A oficina foi coordenada pela 21ª promotora de Justiça de Execuções Penais abordando noções básicas sobre as medidas de segurança no processo de desinstitucionalização do interno para promover um relacionamento mais efetivo entre Rede de Atenção Psicossocial (RAPS) e o Sistema Judiciário, visando ao incremento das ações territoriais e comunitárias de saúde mental. A defensora pública Ana Carolina Khouri trouxe na sua explanação a Recomendação nº 35/2011, do Conselho Nacional de Justiça (CNJ), que dispõe sobre as diretrizes a serem adotadas em atenção aos pacientes judiciários e a execução da medida de segurança, já bem alinhada à Lei nº 10.216/2011. Também falou sobre a necessidade de o município assumir a responsabilidade por esse cidadão, que “está momentaneamente no HCTP mas vai voltar para o município, e muitas vezes é internado lá por ausência de uma rede de saúde mental estruturada”. Ao final, foi aberto um espaço de perguntas para que os participantes dos 12 polos da Videoconferência compartilhassem as dúvidas ou ideias com a mesa, bem como soluções para os desafios da volta de um ex-interno do HCTP para a Rede da Saúde Mental do município de origem.

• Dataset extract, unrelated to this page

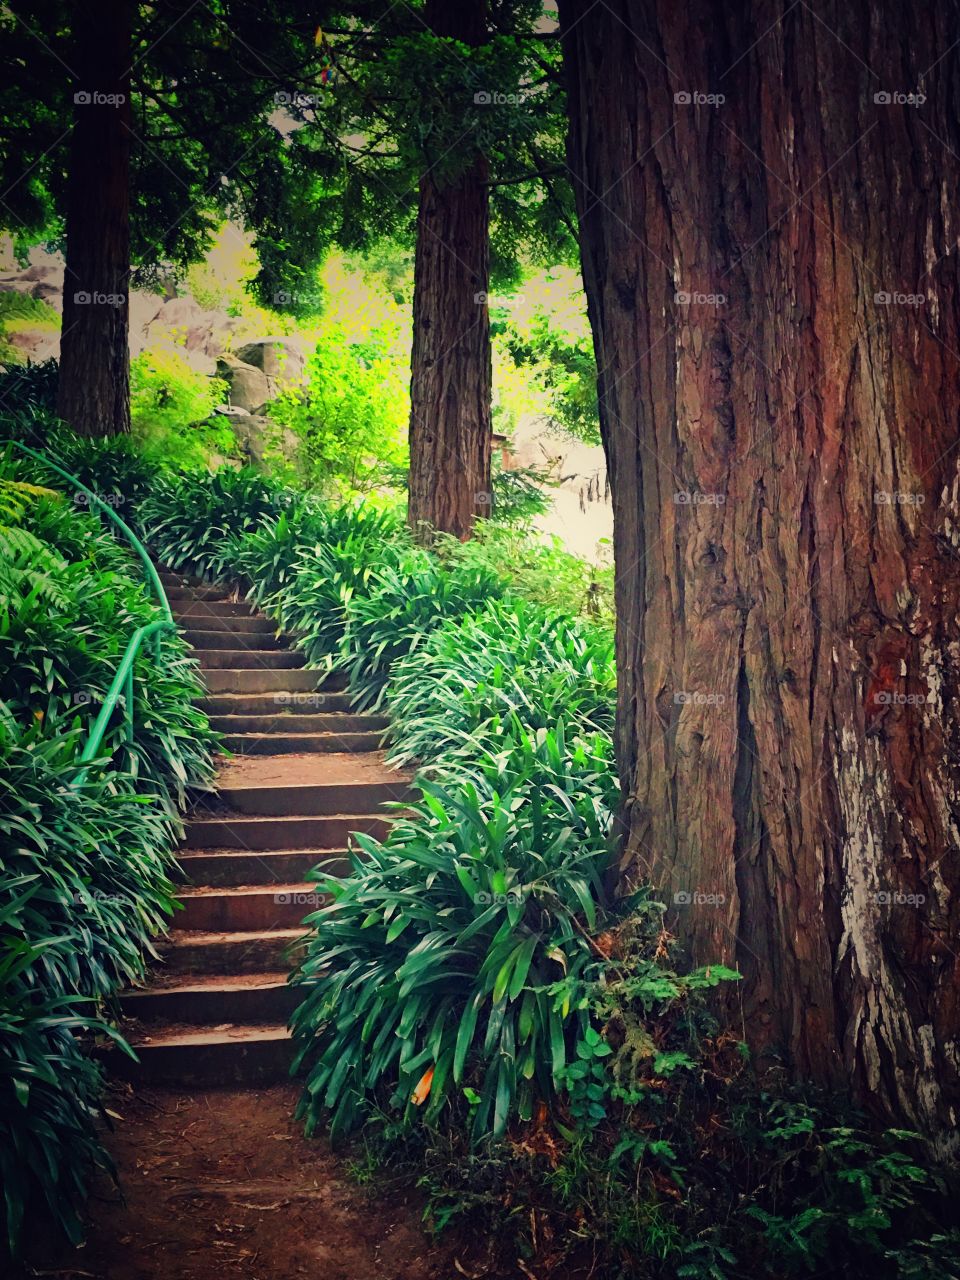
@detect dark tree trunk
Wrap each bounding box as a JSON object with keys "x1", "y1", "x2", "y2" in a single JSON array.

O que o promotor de Justiça há de saber sobre rede territorial de atendimento psicossocial?

Os autores Carolina Valença Ferraz e Glauber Salomão Leite, ao comentarem o Estatuto da Pessoa com Deficiência ressaltam a mudança de pensar a deficiência centrando apenas no indivíduo, desobrigando o Estado e a sociedade de assumirem qualquer dever a esse respeito: “Como reflexo, as respostas do Poder Público vinham na forma de medidas puramente assistencialistas e caritativas, longe de reconhecer a pessoa com deficiência como sujeito de direitos”.

O primeiro norte do promotor de Justiça deve ser no sentido de entender que a ordem do cuidado do portador de transtorno mental não coloca mais a família como a primeira responsável. Quem tem família estruturada geralmente não recorre à malha judiciária para resolver seus problemas. O problema é a falta de condições de apoio da família que move as questões de intervenção necessárias do órgão ministerial. O Estatuto da Pessoa com Deficiência assim define:

Art. 8o  É dever do Estado, da sociedade e da família assegurar à pessoa com deficiência, com prioridade, a efetivação dos direitos referentes à vida, à saúde, à sexualidade, à paternidade e à maternidade, à alimentação, à habitação, à educação, à profissionalização, ao trabalho, à previdência social, à habilitação e à reabilitação, ao transporte, à acessibilidade, à cultura, ao desporto, ao turismo, ao lazer, à informação, à comunicação, aos avanços científicos e tecnológicos, à dignidade, ao respeito, à liberdade, à convivência familiar e comunitária, entre outros decorrentes da Constituição Federal, da Convenção sobre os Direitos das Pessoas com Deficiência e seu Protocolo Facultativo e das leis e de outras normas que garantam seu bem-estar pessoal, social e econômico.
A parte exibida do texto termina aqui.